Send binary audio data.

send_text async

send_text(data: str) -> None

Send text (JSON config, END_OF_AUDIO, etc.).

send_sample async

send_sample(
    sample: AudioSample,
    *,
    chunk_ms: int = 200,
    encoding: AudioEncoding = AudioEncoding.FLOAT32,
) -> None

Stream sample in chunks with realistic pacing.

encoding controls wire format

FLOAT32 → binary frame, raw float32 (default) PCM16 → binary frame, raw int16 PCM16_BASE64 → text frame, base64-encoded int16

receive_text async

receive_text(*, timeout: float | None = None) -> str

Receive text frame and accumulate as fragment.

receive_bytes async

receive_bytes(*, timeout: float | None = None) -> bytes

Receive binary frame.

result

result() -> STTResult

Build STTResult from accumulated fragments.

STTClient

STTClient(*, url: str, timeout: float = 30.0)

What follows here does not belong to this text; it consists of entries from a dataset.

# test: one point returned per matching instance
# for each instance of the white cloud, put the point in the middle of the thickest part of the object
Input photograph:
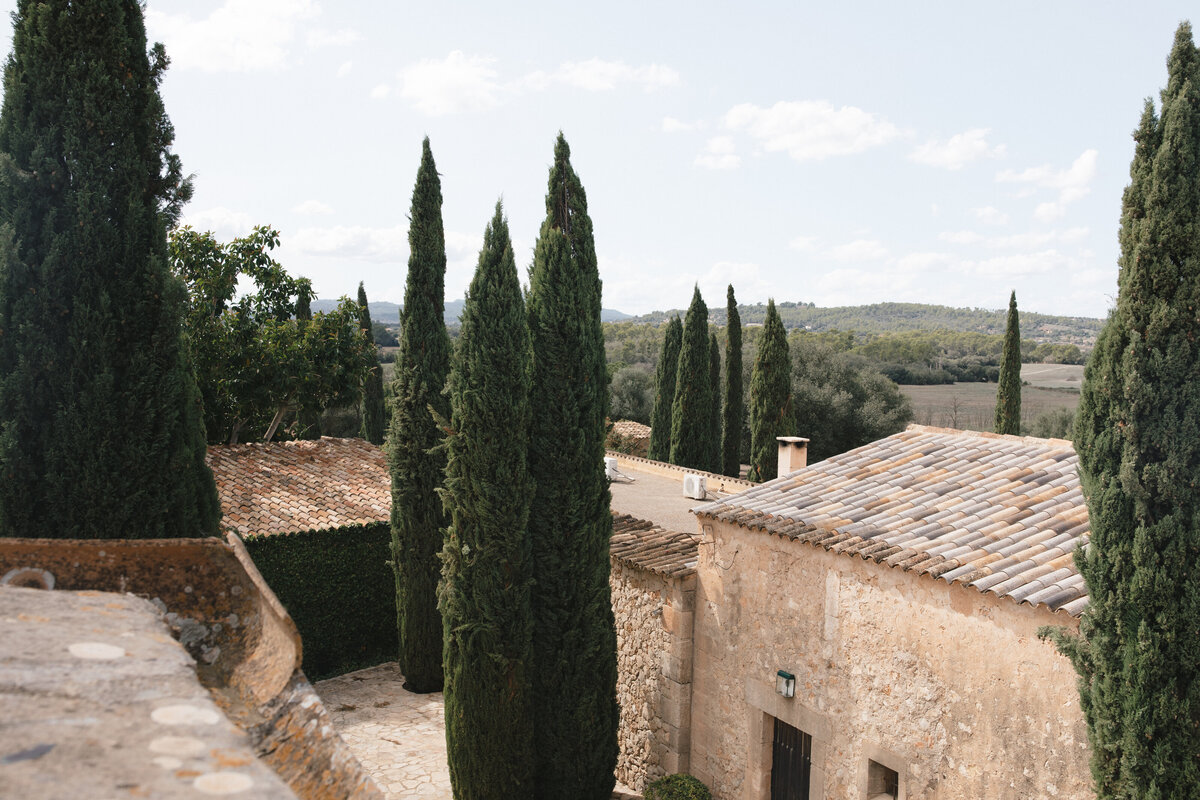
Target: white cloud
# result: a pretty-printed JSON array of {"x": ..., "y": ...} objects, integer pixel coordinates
[
  {"x": 811, "y": 130},
  {"x": 720, "y": 152},
  {"x": 671, "y": 125},
  {"x": 318, "y": 37},
  {"x": 957, "y": 151},
  {"x": 220, "y": 220},
  {"x": 990, "y": 216},
  {"x": 455, "y": 84},
  {"x": 1072, "y": 184},
  {"x": 239, "y": 36},
  {"x": 312, "y": 208}
]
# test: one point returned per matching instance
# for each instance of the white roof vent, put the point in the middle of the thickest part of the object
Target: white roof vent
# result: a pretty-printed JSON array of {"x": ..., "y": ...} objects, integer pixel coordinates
[{"x": 695, "y": 487}]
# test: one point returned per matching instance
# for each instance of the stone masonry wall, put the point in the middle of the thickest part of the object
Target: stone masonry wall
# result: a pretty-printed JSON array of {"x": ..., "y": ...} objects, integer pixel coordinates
[
  {"x": 945, "y": 685},
  {"x": 653, "y": 673}
]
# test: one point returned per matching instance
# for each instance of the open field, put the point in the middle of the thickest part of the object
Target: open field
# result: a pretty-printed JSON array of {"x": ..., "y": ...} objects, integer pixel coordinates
[{"x": 971, "y": 405}]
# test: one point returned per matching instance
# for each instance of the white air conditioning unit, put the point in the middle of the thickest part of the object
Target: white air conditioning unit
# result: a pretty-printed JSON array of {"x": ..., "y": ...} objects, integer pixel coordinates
[{"x": 695, "y": 487}]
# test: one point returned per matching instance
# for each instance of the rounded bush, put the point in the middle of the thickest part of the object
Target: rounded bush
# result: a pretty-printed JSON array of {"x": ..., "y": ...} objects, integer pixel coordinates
[{"x": 677, "y": 787}]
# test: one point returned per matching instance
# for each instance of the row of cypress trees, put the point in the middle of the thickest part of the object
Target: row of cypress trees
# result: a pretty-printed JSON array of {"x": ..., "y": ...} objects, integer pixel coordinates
[{"x": 526, "y": 626}]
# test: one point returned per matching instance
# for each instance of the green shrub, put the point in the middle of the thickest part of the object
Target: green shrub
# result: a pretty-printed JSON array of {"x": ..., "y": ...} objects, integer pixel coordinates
[
  {"x": 677, "y": 787},
  {"x": 340, "y": 591}
]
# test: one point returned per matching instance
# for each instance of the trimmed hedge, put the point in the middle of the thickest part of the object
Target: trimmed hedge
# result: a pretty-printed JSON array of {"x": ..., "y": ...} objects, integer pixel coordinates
[{"x": 339, "y": 588}]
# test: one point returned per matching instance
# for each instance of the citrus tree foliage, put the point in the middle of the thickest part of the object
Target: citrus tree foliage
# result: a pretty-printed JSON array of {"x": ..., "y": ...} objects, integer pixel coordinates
[
  {"x": 100, "y": 432},
  {"x": 1138, "y": 437},
  {"x": 253, "y": 360}
]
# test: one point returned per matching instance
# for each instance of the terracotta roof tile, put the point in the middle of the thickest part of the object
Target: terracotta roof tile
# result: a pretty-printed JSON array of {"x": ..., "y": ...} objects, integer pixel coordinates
[
  {"x": 1000, "y": 513},
  {"x": 291, "y": 486}
]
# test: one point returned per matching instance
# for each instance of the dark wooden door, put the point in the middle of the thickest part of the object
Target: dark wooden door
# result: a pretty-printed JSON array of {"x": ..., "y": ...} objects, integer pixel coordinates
[{"x": 790, "y": 763}]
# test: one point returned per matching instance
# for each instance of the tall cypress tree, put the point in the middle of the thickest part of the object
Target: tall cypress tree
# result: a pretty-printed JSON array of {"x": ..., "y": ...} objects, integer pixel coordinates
[
  {"x": 100, "y": 420},
  {"x": 1137, "y": 434},
  {"x": 574, "y": 639},
  {"x": 487, "y": 569},
  {"x": 690, "y": 423},
  {"x": 372, "y": 388},
  {"x": 664, "y": 391},
  {"x": 415, "y": 462},
  {"x": 771, "y": 397},
  {"x": 1008, "y": 392},
  {"x": 714, "y": 408},
  {"x": 733, "y": 409}
]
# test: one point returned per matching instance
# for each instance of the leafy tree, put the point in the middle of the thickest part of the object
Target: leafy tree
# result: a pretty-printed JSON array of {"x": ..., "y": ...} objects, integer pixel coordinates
[
  {"x": 714, "y": 407},
  {"x": 771, "y": 398},
  {"x": 664, "y": 391},
  {"x": 733, "y": 410},
  {"x": 840, "y": 401},
  {"x": 415, "y": 462},
  {"x": 253, "y": 360},
  {"x": 690, "y": 413},
  {"x": 1137, "y": 434},
  {"x": 1008, "y": 392},
  {"x": 574, "y": 675},
  {"x": 485, "y": 591},
  {"x": 100, "y": 426},
  {"x": 372, "y": 388},
  {"x": 633, "y": 394}
]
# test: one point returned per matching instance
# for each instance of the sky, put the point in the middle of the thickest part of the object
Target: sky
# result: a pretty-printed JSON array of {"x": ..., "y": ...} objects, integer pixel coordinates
[{"x": 838, "y": 154}]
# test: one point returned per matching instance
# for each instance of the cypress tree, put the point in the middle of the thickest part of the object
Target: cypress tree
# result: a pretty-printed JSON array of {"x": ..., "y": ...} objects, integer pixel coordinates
[
  {"x": 1008, "y": 392},
  {"x": 574, "y": 639},
  {"x": 487, "y": 570},
  {"x": 100, "y": 420},
  {"x": 771, "y": 397},
  {"x": 733, "y": 409},
  {"x": 372, "y": 388},
  {"x": 664, "y": 391},
  {"x": 415, "y": 463},
  {"x": 714, "y": 408},
  {"x": 690, "y": 423},
  {"x": 1138, "y": 439}
]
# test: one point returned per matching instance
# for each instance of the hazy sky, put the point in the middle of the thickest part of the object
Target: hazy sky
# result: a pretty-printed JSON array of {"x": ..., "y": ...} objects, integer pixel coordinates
[{"x": 839, "y": 154}]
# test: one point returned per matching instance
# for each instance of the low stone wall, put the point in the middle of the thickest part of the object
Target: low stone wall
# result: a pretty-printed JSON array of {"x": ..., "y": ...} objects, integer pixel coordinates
[{"x": 654, "y": 624}]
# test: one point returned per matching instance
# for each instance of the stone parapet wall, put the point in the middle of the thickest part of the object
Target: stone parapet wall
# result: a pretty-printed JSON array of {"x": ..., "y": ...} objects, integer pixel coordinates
[{"x": 654, "y": 644}]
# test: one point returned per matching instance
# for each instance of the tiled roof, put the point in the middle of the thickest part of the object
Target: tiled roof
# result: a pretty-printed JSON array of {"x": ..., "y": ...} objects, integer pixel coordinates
[
  {"x": 643, "y": 545},
  {"x": 631, "y": 429},
  {"x": 996, "y": 512},
  {"x": 289, "y": 486}
]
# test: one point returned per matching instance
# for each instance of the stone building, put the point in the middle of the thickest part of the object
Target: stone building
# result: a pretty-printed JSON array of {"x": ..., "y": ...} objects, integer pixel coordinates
[{"x": 899, "y": 589}]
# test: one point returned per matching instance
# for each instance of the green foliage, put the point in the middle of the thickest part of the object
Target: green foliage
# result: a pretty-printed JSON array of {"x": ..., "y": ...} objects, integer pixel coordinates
[
  {"x": 714, "y": 407},
  {"x": 664, "y": 391},
  {"x": 100, "y": 426},
  {"x": 1138, "y": 438},
  {"x": 691, "y": 409},
  {"x": 372, "y": 385},
  {"x": 633, "y": 395},
  {"x": 487, "y": 571},
  {"x": 574, "y": 677},
  {"x": 771, "y": 398},
  {"x": 677, "y": 787},
  {"x": 840, "y": 402},
  {"x": 334, "y": 584},
  {"x": 733, "y": 411},
  {"x": 253, "y": 361},
  {"x": 415, "y": 462},
  {"x": 1008, "y": 392}
]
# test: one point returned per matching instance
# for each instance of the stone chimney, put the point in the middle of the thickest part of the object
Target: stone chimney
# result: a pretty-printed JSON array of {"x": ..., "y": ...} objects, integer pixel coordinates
[{"x": 793, "y": 453}]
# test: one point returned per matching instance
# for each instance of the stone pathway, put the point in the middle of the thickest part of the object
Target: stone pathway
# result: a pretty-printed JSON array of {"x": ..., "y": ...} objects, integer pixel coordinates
[{"x": 399, "y": 737}]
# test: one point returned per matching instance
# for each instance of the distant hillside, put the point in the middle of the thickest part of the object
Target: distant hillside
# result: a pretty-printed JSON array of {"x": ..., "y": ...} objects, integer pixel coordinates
[
  {"x": 389, "y": 312},
  {"x": 895, "y": 317}
]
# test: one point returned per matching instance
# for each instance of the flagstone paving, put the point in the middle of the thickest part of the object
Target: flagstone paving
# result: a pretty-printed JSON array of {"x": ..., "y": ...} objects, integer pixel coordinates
[{"x": 400, "y": 737}]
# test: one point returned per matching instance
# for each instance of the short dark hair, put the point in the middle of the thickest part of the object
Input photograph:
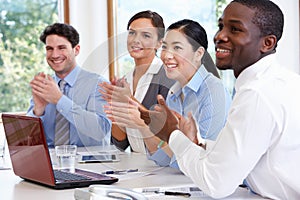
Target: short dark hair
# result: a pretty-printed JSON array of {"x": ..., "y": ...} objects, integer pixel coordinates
[
  {"x": 61, "y": 29},
  {"x": 268, "y": 16},
  {"x": 156, "y": 20},
  {"x": 196, "y": 34}
]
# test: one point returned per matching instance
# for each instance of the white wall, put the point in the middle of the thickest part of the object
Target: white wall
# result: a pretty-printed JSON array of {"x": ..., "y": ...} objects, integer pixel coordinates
[
  {"x": 288, "y": 46},
  {"x": 89, "y": 17}
]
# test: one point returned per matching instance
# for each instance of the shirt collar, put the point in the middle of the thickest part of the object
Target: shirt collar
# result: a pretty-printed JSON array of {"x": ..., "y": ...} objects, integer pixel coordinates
[
  {"x": 194, "y": 84},
  {"x": 71, "y": 77}
]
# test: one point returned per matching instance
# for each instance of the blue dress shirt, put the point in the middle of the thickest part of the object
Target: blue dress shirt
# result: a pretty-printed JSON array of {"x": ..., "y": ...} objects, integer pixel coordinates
[
  {"x": 82, "y": 106},
  {"x": 208, "y": 100}
]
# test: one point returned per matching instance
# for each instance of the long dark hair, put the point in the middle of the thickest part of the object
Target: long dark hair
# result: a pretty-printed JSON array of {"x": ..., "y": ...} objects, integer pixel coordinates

STT evaluation client — HTTP batch + WebSocket streaming.

post async

post(
    *, data: bytes | None = None, **kwargs: Any
) -> httpx.Response

Batch POST audio to STT endpoint (e.g. OpenAI Whisper API). Returns raw httpx.Response.

stream async

stream(
    *, data: bytes | None = None, **kwargs: Any
) -> AsyncIterator[httpx.Response]

Chunked streaming POST. Yields httpx.Response for aiter_bytes/aiter_lines.

sse async

sse(
    *, data: bytes | None = None, **kwargs: Any
) -> AsyncIterator[EventSource]

SSE streaming POST. Yields EventSource for aiter_sse().

ws async

ws(
    *, sample: AudioSample | None = None, **kwargs: Any
) -> AsyncIterator[STTSession]

Open WebSocket session for STT streaming (e.g. WhisperLive).

aclose async

aclose() -> None

No-op — clients are created per-call.